Posted: 16th May 2019 by Cheap in Fiction, Film, Technology, Television
  • I just realized that I can’t remember the last time I saw a film in a theater that wasn’t a superhero film, a Star Wars/Trek film, a James Bond film, or a Harry Potter film.  Maybe it was “Ready Player One”.  I decry all the superhero films and sequalism, and the audiences who won’t risk watching anything new, but it looks like I’m contributing to the problem.  Then again, I hardly ever encounter any marketing for other films.
  • Looking for a reason to keep my CBS All Access membership now that season 2 of Star Trek: Discovery has finished, I watched the first two episodes of Instinct.  They never used the words “consulting detective”, but it is clearly intended to be a knock-off of Elementary.  I wasn’t impressed, and the writing is the problem.  They try to fit too much into a single episode.  The character arc of one episode would take Elementary a half or even a whole season to savor.  Also, Alan Cumming’s character is very lighthearted, nearly a clown (to a large extent, that is Alan Cumming).  He plays across from Bojana Novakovic, whose character barely has any personality by comparison.  It all comes together to make Instinct feel like it has no depth.  A cheap cardboard cut-out of Elementary.
  • Speaking of Elementary, CBS claims they are about to air season 7, yet it appears that season 6 was never made available on CBS All Access.  Perhaps “CBS Some Access” would be a better name for their streaming service.  Season 6 is available on Hulu, so I watched it there.  I have cancelled CBS All Access, until another season of Discovery comes out.
  • I read Gingerbread.  Substantial portions of it are written in the present tense, which generally irritates me.  Relating a story as if it has happened should be done in the past tense.  The only form of fiction that present tense is good for is netsex.  This is the third book written this way that my SFF book club has sprung on me.  Carefully looking ahead, two of the next three books are that way, also.  I have decided to boycott them.  I pushed through Gingerbread, but now I’m done putting up with this.  Is this a new trend in publishing?  Or are the people running the book club following some bias that leads them to these?  (They’ve also been picking many books that are speculative fiction, but aren’t SFF — like this one.)  I almost didn’t go to the book club meeting for this book, because I didn’t think I wanted to talk about it, but it turned out to be a pretty good discussion, so I’m glad I went.

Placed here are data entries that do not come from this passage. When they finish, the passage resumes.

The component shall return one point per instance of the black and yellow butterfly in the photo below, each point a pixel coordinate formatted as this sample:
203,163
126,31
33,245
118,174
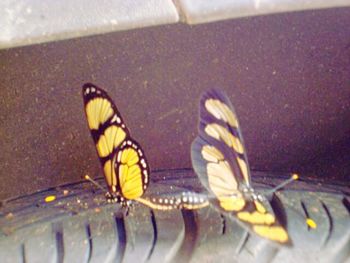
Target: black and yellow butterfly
124,163
220,161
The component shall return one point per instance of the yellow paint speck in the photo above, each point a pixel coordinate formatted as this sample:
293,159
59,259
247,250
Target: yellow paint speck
311,223
50,198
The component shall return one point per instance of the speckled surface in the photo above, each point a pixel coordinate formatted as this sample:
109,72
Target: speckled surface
287,75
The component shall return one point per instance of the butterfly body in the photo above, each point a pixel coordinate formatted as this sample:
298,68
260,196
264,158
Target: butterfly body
220,161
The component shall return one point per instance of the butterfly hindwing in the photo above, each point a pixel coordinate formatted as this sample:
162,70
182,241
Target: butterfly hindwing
112,140
220,161
132,169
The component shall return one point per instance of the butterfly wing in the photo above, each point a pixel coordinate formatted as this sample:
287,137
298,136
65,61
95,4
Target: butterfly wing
132,169
219,146
220,161
112,139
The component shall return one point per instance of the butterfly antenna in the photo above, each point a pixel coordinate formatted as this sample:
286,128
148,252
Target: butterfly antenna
294,177
88,178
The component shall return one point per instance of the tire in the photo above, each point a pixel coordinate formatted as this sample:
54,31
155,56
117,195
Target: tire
79,226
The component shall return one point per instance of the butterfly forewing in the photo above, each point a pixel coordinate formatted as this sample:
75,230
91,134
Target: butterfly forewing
112,139
220,161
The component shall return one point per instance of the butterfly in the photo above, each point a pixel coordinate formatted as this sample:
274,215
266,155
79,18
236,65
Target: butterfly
123,161
220,160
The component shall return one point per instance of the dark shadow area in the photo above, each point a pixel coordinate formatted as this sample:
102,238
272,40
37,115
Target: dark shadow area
287,76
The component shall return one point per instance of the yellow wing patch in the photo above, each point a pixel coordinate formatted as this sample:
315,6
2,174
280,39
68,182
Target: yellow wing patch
275,233
98,111
112,137
132,171
110,175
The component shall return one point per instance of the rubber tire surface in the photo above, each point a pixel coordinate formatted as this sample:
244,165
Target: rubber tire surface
79,226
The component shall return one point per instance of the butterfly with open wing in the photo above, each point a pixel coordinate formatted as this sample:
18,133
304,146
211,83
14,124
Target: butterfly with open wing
123,161
220,160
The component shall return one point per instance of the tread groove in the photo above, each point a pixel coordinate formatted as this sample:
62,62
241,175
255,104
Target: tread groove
191,233
330,219
88,233
279,210
59,242
155,234
121,233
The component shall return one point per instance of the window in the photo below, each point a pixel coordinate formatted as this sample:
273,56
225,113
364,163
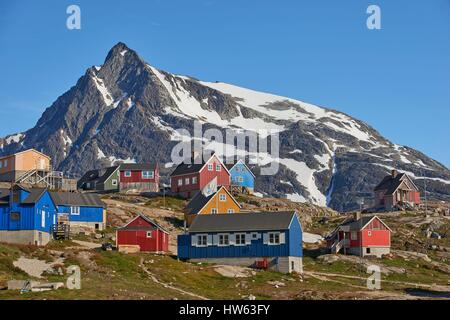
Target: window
15,216
147,175
224,239
75,211
274,238
240,239
202,240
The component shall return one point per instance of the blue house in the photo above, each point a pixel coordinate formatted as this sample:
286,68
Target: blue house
26,215
242,178
269,240
82,210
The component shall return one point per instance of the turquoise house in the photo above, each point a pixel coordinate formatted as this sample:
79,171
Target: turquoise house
242,178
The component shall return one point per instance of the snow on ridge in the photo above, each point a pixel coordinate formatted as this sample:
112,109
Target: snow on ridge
107,97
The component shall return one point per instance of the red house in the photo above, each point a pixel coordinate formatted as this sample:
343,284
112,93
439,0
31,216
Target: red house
361,236
396,189
187,179
139,177
143,233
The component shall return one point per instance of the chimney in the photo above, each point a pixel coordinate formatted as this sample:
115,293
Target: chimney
394,173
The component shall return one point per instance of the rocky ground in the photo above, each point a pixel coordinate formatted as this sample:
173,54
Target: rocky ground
418,267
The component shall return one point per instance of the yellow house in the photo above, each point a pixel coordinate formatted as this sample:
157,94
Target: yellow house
15,165
220,202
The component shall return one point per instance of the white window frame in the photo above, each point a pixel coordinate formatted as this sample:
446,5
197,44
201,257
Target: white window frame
199,242
236,237
75,211
222,236
147,174
272,236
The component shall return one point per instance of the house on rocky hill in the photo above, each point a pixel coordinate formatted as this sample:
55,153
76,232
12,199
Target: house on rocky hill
361,236
396,189
103,180
189,178
216,202
269,240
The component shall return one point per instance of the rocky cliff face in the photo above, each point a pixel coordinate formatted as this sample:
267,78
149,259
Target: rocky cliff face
127,110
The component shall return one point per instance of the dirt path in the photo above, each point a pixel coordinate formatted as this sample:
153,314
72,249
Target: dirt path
165,285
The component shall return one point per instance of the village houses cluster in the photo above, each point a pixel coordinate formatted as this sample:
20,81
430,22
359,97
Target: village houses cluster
38,204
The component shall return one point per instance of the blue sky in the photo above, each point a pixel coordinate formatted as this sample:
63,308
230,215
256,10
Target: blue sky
397,79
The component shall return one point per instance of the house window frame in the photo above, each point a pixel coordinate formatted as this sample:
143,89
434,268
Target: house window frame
239,236
274,239
221,240
199,242
148,174
75,210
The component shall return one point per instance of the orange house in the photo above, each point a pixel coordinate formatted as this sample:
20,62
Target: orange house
219,202
14,166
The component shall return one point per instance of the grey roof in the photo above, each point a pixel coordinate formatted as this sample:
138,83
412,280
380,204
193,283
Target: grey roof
34,196
137,166
77,199
198,202
257,221
184,168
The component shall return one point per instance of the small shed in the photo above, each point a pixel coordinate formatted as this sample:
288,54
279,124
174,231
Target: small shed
144,233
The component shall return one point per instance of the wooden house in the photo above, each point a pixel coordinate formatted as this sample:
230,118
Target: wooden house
103,180
361,236
396,189
242,178
142,177
218,202
27,215
144,234
188,178
267,240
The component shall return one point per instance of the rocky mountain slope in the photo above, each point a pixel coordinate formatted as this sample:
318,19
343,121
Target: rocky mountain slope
127,110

  • I shaved my head.  I had been planning to for decades.  My father’s bald spot finally caught up with me.  Of all the places to lose your hair, that spot at the back of your head is the only one that seems ugly and degrading to me (probably because that’s where my father lost his hair).  I told myself I wasn’t going to do vain things like a toupee or even surgical hair replacement.  Instead, I’ve always planned to shave my head when it came time.  Well, it came time.  I was a little worried that I would have an oddly shaped head, in which case I would be disappointed by the result, but that did not turn out to be.  My scalp is quite pale now where I used to have hair — but not where my bald spot was.  I’m still trying to get the hang of shaving my head.
  • The monitor I have connected to my work laptop died.  (At a highly inconvenient moment, but when is that sort of thing ever convenient?)  It was an el cheapo Acer monitor that was at least six years old, so not terribly tragic.  I looked on Micro Center’s web site for the cheapest thing, which turned out to be another Acer monitor for $75, and then I went to go get it.  Luckily, they had a demo unit hooked up, because wow was it awful, mainly because it was super washed out, with the blacks nothing like black at all.  I’m not using this monitor for photos or anything, just the usual office plus system administration type tasks, but it was so bad that I knew it would grate on my nerves every time I looked at it.  I started looking at the other inexpensive monitors in the story, and I ended buying a $100 LG monitor that is actually quite good.  Evidently, IPS has become completely affordable.  It looks much nicer than the one I had before, and I don’t mind paying a little extra, because I’ll be looking at this display for several hours each day.